See [docs/policy_reference.md](docs/policy_reference.md) for per-rule documentation and how to add new presets.

## CLI Reference

```
razi validate <spec>              Validate .aispec syntax and schema links
razi build    <spec>              Compile to immutable build artifact
razi run      <spec> --input <f>  Execute with governance enforcement
razi replay   <run_id>            Replay offline — no model call
```

Run artifacts are written to:
```
runs/<name>__<timestamp>__<hash>/
  evidence_index.json
  attempts/
    attempt_1/ {prompt.txt, model_raw.txt, parsed_model_output.json, policy_eval.json}
    attempt_2/ ...
  final_output.json
  trace.jsonl
  replay_report.json
```

## Design Principles

**The runtime is the authority, not the model.** `policy_compliant` and `violations` are always set by the runtime. The model's self-assessment is overwritten. This is not optional.

**Determinism over flexibility.** v1 has exactly two operators, one policy preset, and one model provider. Generalization is explicitly deferred. Razi is a wedge, not a platform.

**Governance through structure, not prompting.** Rules are not embedded in prompts and hoped to be followed. They are compiled into the runtime and enforced structurally on every execution.

**Replay is not optional.** Every run is replayable offline. If your AI makes a consequential decision, you must be able to prove what happened six months later without calling the model again.

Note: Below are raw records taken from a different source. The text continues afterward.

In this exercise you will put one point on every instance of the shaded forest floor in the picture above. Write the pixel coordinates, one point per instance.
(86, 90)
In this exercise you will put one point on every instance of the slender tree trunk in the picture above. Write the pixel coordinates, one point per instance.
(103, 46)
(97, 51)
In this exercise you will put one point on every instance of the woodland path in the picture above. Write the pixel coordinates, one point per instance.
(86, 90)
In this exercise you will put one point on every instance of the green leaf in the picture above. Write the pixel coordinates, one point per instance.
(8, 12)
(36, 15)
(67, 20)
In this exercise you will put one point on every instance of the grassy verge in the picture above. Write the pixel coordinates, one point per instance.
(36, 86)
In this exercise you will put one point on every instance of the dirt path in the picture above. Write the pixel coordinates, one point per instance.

## What Razi Is Not (v1 Scope)

Razi v1 is intentionally minimal. The following are explicitly out of scope:

- Python SDK / programmatic API (Python is the substrate, not the product)
- UI / dashboard
- Branching, map/reduce, or multi-step DAG logic
- Multiple model providers
- Plugin system or general-purpose operators
- Streaming outputs

If you need these things, Razi is not the right tool yet. If you need deterministic governance on any AI workflow, it is.

## Roadmap

**v1.0 (Now)**
- `evidence.index` + `synth.json` operators
- `enterprise_support_v1` policy preset
- `razi build` / `validate` / `run` / `replay` CLI
- Deterministic run artifacts and offline replay
- Reference specs: escalation qualification, Zendesk troubleshooting, sentiment analysis

**v1.1**
- Additional example workflows
- Improved reprompt failure diagnostics
- Policy rule unit test harness

**v1.2**
- `hipaa_clinical_summary_v1` policy preset (in development)
- Second model provider (Anthropic)

**v2.0**
- Managed governance service (invite-only beta)
- Central spec registry + cross-team replay index

PRs welcome. See [CONTRIBUTING.md](CONTRIBUTING.md).